Reasoning on Time-Series for Financial Technical Analysis¶

Conference: ICLR2026 arXiv: 2511.08616 Code: chen-jan/VTA Area: Time Series Keywords: Time series reasoning, financial technical analysis, reinforcement learning, LLM fine-tuning, interpretable forecasting Authors: Kelvin J.L. Koa, Jan Chen, Yunshan Ma, Huanhuan Zheng, Tat-Seng Chua (NUS, TUM, SMU, CityU HK)

TL;DR¶

This paper proposes the Verbal Technical Analysis (VTA) framework, which combines the linguistic reasoning capabilities of LLMs with the pattern-capturing capacity of time-series models.
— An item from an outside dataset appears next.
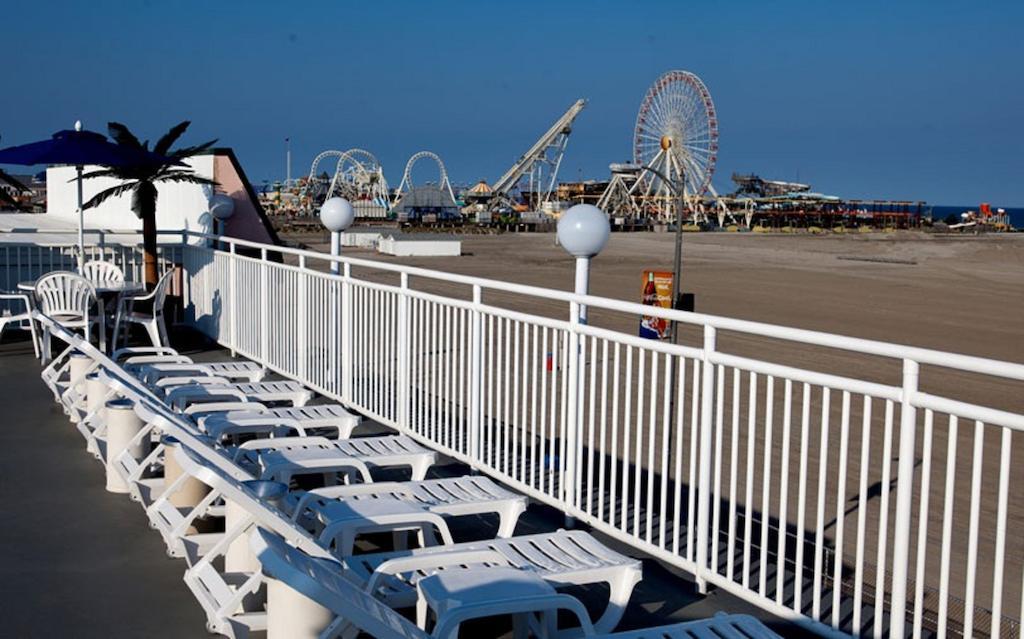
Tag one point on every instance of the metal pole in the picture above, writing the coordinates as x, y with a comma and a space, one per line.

Time-GRPO reinforcement learning is employed to optimize reasoning chains, and inferred attributes are used to condition time-series forecasting, achieving financial time-series prediction that is both accurate and interpretable.

Background & Motivation¶

Limitations of LLMs in finance: Existing financial LLMs primarily analyze textual reports (earnings Q&A, sentiment analysis) while neglecting interpretable analysis of historical price data — i.e., Technical Analysis (TA) — which is critically important for trading practitioners.

LLMs are poor at time-series reasoning: Prior work (Merrill et al., 2024) has shown that LLMs perform "remarkably bad" at zero-shot time-series reasoning, and feeding raw time-series data directly yields poor results.

Time-series LLMs sacrifice interpretability: Methods such as Time-LLM and CALF modify the embedding space to produce time-series forecasts, but in doing so LLMs lose their natural language reasoning capability and cannot provide interpretable analysis.

Inadequacy of existing interpretable approaches: The most closely related work, TimeCAP, produces only classification label predictions rather than full time-series trajectories, and its reasoning relies on external auxiliary data rather than endogenous signals.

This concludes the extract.